I got a problem when using cudaHostAlloc(). When I use cudaHostAlloc() in main function, and access the allocated memory in main function, that OK. But if I place cudaHostAlloc()in a child function (e.g. mycudaHostAlloc), I cannot access the memory in main function, i.e. when the program proceeds to L1, system gives a segmentation fault.

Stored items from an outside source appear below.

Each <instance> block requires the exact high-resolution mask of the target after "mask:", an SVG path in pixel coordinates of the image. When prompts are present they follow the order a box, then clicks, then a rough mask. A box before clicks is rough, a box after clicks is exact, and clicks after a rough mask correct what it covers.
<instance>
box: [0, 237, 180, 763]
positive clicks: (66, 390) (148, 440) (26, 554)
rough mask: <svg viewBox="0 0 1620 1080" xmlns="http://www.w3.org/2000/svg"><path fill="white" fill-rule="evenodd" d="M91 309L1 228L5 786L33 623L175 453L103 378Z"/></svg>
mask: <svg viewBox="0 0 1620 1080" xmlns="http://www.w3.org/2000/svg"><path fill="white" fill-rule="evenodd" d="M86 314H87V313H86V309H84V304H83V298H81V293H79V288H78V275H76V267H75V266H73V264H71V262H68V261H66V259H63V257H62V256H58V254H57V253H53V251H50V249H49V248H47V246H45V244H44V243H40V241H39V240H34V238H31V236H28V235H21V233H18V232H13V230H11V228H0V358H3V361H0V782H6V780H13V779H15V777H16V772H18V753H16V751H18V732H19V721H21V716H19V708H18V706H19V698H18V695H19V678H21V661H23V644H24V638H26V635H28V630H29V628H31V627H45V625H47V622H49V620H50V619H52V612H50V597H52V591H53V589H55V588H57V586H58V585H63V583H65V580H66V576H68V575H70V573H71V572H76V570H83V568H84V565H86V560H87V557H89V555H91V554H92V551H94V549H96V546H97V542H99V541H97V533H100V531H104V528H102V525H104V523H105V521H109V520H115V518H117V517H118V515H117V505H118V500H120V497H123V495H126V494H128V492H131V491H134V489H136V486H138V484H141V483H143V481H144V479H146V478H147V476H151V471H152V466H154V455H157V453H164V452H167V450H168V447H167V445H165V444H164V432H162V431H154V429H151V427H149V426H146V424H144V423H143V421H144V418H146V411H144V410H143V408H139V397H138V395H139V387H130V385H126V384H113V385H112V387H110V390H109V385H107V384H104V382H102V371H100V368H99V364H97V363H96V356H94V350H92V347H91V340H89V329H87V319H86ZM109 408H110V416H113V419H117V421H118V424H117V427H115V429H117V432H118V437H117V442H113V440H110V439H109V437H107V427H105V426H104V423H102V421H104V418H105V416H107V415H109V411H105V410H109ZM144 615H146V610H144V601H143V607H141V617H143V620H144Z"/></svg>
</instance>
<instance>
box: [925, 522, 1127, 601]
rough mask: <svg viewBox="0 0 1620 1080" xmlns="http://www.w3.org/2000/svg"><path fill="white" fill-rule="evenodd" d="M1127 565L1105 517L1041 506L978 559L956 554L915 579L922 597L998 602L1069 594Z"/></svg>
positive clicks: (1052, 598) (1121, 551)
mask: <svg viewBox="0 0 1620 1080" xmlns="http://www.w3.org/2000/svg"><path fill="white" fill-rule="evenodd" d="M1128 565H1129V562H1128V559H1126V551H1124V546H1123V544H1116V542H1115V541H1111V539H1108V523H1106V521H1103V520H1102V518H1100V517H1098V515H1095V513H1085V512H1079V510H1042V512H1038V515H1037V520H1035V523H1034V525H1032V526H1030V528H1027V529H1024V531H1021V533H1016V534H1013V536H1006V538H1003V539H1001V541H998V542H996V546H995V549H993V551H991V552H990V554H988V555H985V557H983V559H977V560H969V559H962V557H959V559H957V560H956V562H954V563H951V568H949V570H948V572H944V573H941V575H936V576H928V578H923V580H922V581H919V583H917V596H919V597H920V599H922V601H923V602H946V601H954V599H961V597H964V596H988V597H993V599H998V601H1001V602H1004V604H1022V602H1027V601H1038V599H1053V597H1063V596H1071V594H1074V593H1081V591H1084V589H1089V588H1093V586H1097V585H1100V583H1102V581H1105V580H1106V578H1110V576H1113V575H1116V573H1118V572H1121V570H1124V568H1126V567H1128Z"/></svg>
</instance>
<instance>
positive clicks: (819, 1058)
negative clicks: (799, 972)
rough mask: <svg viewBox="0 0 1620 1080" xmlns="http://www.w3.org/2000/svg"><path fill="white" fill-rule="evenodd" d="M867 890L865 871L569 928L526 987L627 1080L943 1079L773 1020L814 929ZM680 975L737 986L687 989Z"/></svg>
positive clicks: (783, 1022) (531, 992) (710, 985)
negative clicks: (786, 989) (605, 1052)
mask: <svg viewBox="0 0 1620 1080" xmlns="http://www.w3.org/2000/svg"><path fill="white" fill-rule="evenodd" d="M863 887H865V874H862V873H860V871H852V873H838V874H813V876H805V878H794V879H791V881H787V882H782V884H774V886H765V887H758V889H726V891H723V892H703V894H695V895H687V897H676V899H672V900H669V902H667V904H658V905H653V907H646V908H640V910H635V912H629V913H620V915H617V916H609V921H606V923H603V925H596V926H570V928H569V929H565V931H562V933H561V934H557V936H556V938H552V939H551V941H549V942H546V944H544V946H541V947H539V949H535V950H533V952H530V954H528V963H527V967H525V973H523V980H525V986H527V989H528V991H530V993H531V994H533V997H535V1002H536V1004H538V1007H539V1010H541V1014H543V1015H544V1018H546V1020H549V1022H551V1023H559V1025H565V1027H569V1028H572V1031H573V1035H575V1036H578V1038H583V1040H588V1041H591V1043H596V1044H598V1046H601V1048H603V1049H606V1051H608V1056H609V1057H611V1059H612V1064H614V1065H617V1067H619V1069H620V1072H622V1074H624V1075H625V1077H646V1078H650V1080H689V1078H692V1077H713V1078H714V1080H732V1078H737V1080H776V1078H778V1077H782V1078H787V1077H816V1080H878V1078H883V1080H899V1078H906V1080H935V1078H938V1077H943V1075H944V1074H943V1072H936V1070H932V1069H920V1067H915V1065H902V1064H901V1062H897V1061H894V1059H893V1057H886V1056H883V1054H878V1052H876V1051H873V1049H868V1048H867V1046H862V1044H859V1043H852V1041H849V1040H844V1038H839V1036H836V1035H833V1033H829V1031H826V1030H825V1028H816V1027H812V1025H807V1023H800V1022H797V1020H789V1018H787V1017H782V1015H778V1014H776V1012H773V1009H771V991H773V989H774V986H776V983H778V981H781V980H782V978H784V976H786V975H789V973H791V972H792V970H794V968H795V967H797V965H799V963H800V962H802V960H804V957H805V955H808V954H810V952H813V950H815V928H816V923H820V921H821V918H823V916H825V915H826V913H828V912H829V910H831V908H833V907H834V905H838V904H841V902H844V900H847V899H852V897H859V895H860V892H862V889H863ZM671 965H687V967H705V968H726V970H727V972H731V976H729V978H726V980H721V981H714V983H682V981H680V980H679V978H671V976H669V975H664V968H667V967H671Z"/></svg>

Any solution? Thanks in advance.
#include <stdio.h>
#define SIZE 10
#include <cuda.h>
// Kernel definition, see also section 4.2.3 of Nvidia Cuda Programming Guide
global void vecAdd(float* A, float* B, float* C) {
// threadIdx.x is a built-in variable provided by CUDA at runtime
int i = threadIdx.x;
// A[i] = 0;
// B[i] = i;
C[i] = A[i] + B[i];
printf(“A[%d]=%f, B[%d]=%f, C[%d]=%f\n”, i, A[i], i, B[i], i, C[i]);
}
void mycudaHostAlloc(float * A, float * B, float * C, int memsize){
cudaHostAlloc((void **) &A, memsize, cudaHostAllocMapped);
cudaHostAlloc((void **) &B, memsize, cudaHostAllocMapped);
cudaHostAlloc((void **) &C, memsize, cudaHostAllocMapped);
}
void mycudaFreeHost(float * A, float * B, float * C){
cudaFreeHost(A);
cudaFreeHost(B);
cudaFreeHost(C);
}
int main() {
int N = SIZE;
int memsize = SIZE * sizeof(float);
cudaDeviceProp deviceProp;
// Get properties and verify device 0 supports mapped memory
cudaGetDeviceProperties(&deviceProp, 0);
if (!deviceProp.canMapHostMemory) {
fprintf(stderr, "Device %d cannot map host memory!\n", 0);
exit(EXIT_FAILURE);
}
// set the device flags for mapping host memory
cudaSetDeviceFlags(cudaDeviceMapHost);
float * A, *B, *C;
float *devPtrA, *devPtrB, *devPtrC;
mycudaHostAlloc(A, B, C, memsize);
L1: for (int i = 0; i < SIZE; i++) {
A[i] = B[i] = i;
}
cudaHostGetDevicePointer((void **) &devPtrA, (void *) A, 0);
cudaHostGetDevicePointer((void **) &devPtrB, (void *) B, 0);
cudaHostGetDevicePointer((void **) &devPtrC, (void *) C, 0);
vecAdd<<<1, N>>>(devPtrA, devPtrB, devPtrC);
cudaDeviceSynchronize();
for (int i = 0; i < SIZE; i++)
printf("C[%d]=%f\n", i, C[i]);
mycudaFreeHost(A, B, C);
}